VICTIMS of crime in Greater Manchester have shared their experiences of restorative justice and how it has benefited them.
Following the launch of the Greater Manchester Restorative Justice Service – which aims to bring victims of crime in contact with offenders – in summer 2019, more than 100 people have so far been supported across the city-region.
The service is commissioned by Greater Manchester Combined Authority working in partnership with Greater Manchester Police and other agencies across Greater Manchester, and is delivered by Remedi – a specialist restorative justice charity providing a one-stop shop for all things restorative justice.
As part of this year’s Restorative Justice Week, victims of crime who have benefited from the Greater Manchester Restorative Justice Service have met with the Deputy Mayor of Greater Manchester, Bev Hughes, Greater Manchester Police and representatives from Remedi.
During the meeting on November, 18, three victims of crime – Paula Robinson, Nick Ringland and Tony Wright – shared their experiences of how restorative justice worked for them.
Paula is part of a church in Reddish, which was broken into last year – resulting in a window being broken and gifts for the Christmas raffle stolen.
Paula said: “Following the break in at the church we heard that the ‘invader’ had been arrested by the police. The incident was an ‘eye opener’ and impacted different members of the church in different ways.
“Remedi got in touch and asked if I would like to speak with the offender, and on behalf of the parish I accepted. Restorative justice has helped us all to process what happened and move on with our lives.”
Nick Ringland is a paramedic with North West Ambulance Service and he was assaulted while dealing with an incident. The man who assaulted Nick was arrested by police.

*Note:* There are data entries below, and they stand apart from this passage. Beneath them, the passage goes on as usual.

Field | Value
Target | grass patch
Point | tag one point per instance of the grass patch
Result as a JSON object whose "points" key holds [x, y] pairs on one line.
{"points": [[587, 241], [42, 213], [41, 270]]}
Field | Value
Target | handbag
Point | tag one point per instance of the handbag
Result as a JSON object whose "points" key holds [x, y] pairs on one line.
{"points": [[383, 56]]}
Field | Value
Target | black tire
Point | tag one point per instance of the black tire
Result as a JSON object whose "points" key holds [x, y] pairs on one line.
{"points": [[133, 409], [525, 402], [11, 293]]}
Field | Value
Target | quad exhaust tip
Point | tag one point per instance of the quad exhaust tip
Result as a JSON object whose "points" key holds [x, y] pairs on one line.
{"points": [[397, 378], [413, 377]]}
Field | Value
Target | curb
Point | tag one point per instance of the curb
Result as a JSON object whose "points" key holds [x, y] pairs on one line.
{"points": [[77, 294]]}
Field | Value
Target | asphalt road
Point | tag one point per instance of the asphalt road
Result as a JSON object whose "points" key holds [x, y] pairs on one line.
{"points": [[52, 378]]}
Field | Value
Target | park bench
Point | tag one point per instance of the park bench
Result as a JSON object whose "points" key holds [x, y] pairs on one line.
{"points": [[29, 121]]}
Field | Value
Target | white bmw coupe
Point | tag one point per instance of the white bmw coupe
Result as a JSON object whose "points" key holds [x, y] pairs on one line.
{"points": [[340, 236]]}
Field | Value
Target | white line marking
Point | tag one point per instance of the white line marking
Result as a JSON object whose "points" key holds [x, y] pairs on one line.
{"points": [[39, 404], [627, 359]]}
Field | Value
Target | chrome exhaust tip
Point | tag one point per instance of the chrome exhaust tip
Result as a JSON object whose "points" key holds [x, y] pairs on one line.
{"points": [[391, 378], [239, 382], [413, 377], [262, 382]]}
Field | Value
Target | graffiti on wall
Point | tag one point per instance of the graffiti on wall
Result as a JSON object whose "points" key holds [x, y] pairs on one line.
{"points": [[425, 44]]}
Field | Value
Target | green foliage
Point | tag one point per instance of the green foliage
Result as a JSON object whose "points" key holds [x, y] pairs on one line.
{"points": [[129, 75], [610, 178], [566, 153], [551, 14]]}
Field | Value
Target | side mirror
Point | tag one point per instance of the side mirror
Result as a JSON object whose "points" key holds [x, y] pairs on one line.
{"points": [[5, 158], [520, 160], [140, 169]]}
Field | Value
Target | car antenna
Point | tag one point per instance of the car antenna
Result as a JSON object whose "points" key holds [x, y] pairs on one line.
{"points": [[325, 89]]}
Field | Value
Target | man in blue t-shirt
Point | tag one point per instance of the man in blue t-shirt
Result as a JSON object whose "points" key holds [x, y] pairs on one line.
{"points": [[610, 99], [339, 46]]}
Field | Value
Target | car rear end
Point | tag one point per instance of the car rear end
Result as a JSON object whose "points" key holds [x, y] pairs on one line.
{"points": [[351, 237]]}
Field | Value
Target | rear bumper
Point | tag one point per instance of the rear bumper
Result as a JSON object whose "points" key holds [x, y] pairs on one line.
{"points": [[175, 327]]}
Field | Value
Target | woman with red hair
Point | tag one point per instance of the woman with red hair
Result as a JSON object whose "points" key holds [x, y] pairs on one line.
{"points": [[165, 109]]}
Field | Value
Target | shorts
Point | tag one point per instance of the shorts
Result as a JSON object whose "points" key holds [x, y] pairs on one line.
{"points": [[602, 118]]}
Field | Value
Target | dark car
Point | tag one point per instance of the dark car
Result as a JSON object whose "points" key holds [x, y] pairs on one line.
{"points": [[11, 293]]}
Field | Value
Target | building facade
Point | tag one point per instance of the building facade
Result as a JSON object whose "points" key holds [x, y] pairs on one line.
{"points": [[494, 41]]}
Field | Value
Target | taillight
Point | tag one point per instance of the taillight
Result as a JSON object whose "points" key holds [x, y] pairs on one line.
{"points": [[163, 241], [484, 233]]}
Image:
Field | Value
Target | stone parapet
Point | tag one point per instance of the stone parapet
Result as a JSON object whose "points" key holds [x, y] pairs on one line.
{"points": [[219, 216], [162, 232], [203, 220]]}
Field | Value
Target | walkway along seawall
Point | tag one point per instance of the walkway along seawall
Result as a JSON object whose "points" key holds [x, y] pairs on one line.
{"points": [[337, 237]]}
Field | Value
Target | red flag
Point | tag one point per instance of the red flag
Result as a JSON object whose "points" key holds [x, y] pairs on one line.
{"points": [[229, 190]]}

Nick said: “As I went on my restorative justice journey it felt rewarding to meet the offender and hear his story – this helped me to understand what happened and why. It also gave me the opportunity to explain the knock on effect of this kind of assault.”
Tony Wright was assaulted by a group of youths while he was walking along the canal into Manchester City Centre. The group attempted to take Tony’s phone and wallet, with threats made to cause him harm.
Tony said: “At first I was a bit sceptical of restorative justice as wasn’t sure it would work but decided to go ahead. I met my offenders and their parents and explained how the incident made me feel and why I had opted to follow the restorative justice option.
“The responses received during the meeting were sincere and a weight was lifted off my shoulders. I am so glad things have ended the way they have – we are all better off for the restorative justice experience.”
Deputy Mayor of Greater Manchester Bev Hughes said: “Thank you all for coming along today and for your investment made in the restorative justice process. It’s great to hear that you all benefited from restorative justice, and that’s important to me as I need to know that the process works.
“We know that when used in the right way, restorative justice can be very effective. It is a powerful process in which criminals face up to what they’ve done and gives victims the closure they need.
“Since launching the Greater Manchester Restorative Justice Service has already helped more than 100 victims of crime while ensuring a consistent offer across the city-region – giving victims the chance to take part if they wish, while making sure restorative justice is used appropriately putting the needs of victims at the heart.”